A primeira temporada venceu as seguintes categorias no Emmy: melhor minissérie ou antologia, direção, roteiro (ambos para Mike White), ator coadjuvante (Murray Bartlett), atriz coadjuvante (Jennifer Coolidge), trilha sonora e música-tema (as duas compostas por Cristobal Tapia de Veer). Como nenhum personagem é mais importante do que os outros e todos tiveram seu momento de brilho, praticamente o elenco completo recebeu indicação aos troféus de coadjuvante: também concorriam as atrizes Connie Britton, Alexandra Daddario, Natasha Rothwell e Sydney Sweeney e os atores Jake Lacy e Steve Zahn.
Ao ganhar uma segunda temporada, The White Lotus passou a ser considerada como uma série dramática (mas com muito humor, vale frisar para quem nunca viu) no Emmy. Entre as 24 indicações ao prêmio, estão melhor série dramática, direção, roteiro, ator coadjuvante (F. Murray Abraham, Michael Imperioli, Theo James e Will Sharpe) e atriz coadjuvante (Jennifer Coolidge, Meghann Fahy, Sabrina Impacciatore, Aubrey Plaza e Simona Tabasco).
Saiba mais sobre as duas temporadas.
A 1ª temporada de "The White Lotus"
Os seis episódios da primeira temporada de The White Lotus conseguem conjugar de modo brilhante comédia cáustica, dramas empáticos, mistério policial e crítica social — o alvo é o privilégio branco, a elite que jamais cede seu lugar ou estende a mão sem querer nada em troca, aqueles que têm os meios para fazer o mundo mudar, mas preferem a estagnação, a gente que se safa simplesmente por causa do sobrenome ou da carteira.
De quebra, oferece três cenas raras ou talvez nunca vistas, todas temperadas por um senso de humor bizarro e um gosto pelo constrangimento e pelo choque: a primeira envolve a genitália masculina, a segunda, sexo entre homens, e a terceira, excrementos. São imagens que tão cedo não deixarão a cabeça do espectador.
The White Lotus foi criada, escrita e dirigida pelo californiano Mike White, 53 anos, roteirista (e ator) dos filmes Por um Sentido na Vida (2002) e Escola de Rock (2003) e da série Enlightened (2011-2013). A trama começa em um saguão de aeroporto. Um casal de meia-idade tenta puxar papo com um sujeito de seus 30 anos. Na conversa truncada, descobrimos que ele estava em lua de mel e que houve um assassinato no resort de luxo onde se hospedara em uma ilha do Havaí, o White Lotus — "Tirando isso, as férias foram boas?", pergunta a mulher, no primeiro indício do tipo de humor que virá pela frente.

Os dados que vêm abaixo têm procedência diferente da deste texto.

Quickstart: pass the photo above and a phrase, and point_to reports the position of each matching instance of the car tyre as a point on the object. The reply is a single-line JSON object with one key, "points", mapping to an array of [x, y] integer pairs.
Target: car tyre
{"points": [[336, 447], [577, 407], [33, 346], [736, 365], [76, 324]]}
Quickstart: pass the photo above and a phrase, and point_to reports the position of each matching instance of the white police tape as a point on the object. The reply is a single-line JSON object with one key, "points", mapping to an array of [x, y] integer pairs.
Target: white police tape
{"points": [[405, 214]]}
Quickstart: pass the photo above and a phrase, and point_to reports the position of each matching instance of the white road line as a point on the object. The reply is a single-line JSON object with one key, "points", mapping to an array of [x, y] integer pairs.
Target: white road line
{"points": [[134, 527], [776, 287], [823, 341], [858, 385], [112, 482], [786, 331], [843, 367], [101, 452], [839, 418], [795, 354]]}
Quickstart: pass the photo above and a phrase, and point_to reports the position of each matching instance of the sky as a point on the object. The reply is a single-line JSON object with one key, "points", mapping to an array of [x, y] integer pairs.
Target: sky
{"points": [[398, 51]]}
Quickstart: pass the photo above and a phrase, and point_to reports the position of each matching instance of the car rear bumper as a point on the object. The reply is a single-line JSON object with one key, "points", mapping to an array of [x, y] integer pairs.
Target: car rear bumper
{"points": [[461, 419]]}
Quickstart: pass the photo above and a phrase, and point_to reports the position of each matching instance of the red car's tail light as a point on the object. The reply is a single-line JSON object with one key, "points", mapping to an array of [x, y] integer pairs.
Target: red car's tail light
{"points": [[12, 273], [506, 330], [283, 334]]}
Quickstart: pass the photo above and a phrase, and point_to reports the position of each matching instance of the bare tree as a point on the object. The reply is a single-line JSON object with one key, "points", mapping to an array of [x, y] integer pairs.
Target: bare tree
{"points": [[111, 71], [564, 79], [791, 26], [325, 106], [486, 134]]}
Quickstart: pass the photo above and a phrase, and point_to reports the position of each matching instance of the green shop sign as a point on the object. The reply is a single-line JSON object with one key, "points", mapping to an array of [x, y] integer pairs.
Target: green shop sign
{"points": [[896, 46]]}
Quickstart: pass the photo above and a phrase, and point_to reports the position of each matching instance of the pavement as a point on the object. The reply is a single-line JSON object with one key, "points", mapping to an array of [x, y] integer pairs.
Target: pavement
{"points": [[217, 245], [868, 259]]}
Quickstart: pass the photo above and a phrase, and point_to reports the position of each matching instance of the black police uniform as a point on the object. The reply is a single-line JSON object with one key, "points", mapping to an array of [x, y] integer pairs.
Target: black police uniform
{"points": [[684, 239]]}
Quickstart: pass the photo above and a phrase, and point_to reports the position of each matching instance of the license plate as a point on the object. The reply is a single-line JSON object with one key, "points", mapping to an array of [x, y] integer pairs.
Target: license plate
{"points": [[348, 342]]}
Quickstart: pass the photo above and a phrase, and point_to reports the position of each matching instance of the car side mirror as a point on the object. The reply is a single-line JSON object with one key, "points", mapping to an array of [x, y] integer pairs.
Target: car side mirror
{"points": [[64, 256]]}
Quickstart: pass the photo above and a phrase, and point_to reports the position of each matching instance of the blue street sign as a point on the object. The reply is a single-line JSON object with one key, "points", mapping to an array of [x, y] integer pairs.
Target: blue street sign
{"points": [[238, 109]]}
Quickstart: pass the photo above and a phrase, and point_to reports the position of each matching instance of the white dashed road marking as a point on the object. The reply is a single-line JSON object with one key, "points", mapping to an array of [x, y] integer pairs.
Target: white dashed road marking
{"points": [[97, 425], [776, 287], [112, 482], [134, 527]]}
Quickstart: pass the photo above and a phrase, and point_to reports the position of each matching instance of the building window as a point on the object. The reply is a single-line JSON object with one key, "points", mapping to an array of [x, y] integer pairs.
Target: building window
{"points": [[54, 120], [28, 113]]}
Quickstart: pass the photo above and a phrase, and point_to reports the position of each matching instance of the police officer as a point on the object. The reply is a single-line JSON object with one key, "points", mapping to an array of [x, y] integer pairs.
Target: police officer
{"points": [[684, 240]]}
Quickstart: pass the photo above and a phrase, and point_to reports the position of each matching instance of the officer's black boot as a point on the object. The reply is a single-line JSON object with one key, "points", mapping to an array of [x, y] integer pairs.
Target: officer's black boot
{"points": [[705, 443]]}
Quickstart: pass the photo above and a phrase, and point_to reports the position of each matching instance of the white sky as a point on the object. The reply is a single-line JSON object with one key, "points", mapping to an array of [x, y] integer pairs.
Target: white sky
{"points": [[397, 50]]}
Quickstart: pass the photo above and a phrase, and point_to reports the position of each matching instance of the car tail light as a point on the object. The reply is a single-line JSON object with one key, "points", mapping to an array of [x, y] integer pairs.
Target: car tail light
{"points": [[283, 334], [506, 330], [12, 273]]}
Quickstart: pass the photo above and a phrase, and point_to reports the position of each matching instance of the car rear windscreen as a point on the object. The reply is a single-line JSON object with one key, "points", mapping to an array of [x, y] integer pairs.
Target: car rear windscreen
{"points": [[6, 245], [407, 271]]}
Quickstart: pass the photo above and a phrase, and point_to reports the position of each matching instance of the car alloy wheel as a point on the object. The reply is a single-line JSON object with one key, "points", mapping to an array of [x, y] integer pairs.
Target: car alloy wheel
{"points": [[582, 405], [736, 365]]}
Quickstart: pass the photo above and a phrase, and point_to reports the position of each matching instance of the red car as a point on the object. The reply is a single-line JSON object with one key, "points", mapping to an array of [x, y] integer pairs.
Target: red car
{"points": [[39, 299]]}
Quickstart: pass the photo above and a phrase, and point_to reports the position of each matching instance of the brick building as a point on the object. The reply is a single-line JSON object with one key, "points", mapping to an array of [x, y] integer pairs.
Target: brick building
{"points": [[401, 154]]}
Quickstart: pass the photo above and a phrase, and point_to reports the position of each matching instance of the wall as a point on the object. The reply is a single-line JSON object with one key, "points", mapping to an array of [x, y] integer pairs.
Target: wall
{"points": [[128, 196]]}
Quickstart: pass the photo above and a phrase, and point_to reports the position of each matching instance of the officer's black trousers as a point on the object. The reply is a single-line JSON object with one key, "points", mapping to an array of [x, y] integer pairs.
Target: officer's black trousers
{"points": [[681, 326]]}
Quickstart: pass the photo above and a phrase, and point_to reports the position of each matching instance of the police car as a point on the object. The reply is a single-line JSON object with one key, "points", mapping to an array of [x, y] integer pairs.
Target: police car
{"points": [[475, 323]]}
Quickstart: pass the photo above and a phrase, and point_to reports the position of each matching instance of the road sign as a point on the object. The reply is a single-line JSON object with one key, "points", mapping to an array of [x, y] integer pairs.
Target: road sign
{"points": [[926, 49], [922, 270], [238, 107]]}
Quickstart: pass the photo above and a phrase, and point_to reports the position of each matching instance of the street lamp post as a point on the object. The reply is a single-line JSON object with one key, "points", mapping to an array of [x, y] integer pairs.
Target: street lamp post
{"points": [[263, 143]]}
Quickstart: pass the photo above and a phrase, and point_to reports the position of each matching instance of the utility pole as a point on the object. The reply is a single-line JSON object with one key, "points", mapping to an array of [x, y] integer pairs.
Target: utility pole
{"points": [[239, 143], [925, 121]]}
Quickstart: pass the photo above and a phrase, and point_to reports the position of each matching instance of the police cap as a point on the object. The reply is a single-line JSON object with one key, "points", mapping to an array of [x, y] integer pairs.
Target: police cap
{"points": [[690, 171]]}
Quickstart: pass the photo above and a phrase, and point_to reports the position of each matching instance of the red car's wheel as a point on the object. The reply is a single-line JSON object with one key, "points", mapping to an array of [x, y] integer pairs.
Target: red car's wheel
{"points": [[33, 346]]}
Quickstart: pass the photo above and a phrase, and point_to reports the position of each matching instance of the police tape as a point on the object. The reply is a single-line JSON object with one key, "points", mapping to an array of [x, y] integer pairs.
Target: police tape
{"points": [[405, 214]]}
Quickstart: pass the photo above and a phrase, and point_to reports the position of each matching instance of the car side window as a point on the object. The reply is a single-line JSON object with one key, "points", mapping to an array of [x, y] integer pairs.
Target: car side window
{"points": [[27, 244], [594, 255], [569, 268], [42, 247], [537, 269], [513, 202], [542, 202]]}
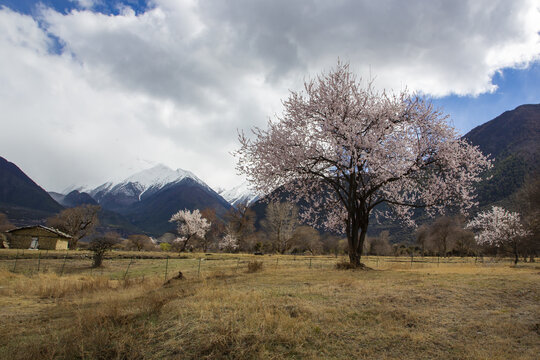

O caixão com o corpo seguirá viagem no mesmo voo. Quem teria morrido? Será que a esposa dele, ausente na sala de espera? Óbvia mas espertamente, os diálogos não revelam essa identidade, que só será descoberta bem mais adiante.
Aí, a série recua uma semana no tempo para acompanhar a chegada de um grupo de novos hóspedes ao White Lotus. O cara do aeroporto é o mimado Shane (interpretado por Jake Lacy) recém casado com Rachel (Alexandra Daddario), uma jornalista em crise existencial — e por meio da qual Mike White também abordará o machismo estrutural. No barco, ainda está a família Mossbacher: Nicole (Connie Britton), empresária que não para de trabalhar mesmo durante as férias, seu marido, Mark (Steve Zahn), um tanto emasculado pelo sucesso da esposa, a jovem Olivia (Sydney Sweeney), que trouxe junto uma amiga, Paula (Brittany O'Grady, atriz filha de pai branco e mãe negra), que por sua vez trouxe um farnel de psicotrópicos, e o adolescente Quinn (Fred Hechinger), mais interessado nos seus apetrechos eletrônicos. Completa a lista Tanya McQuoid (Jennifer Coolidge), uma ricaça carente e alcoolista que veio ao Havaí para jogar no mar as cinzas de sua falecida mãe.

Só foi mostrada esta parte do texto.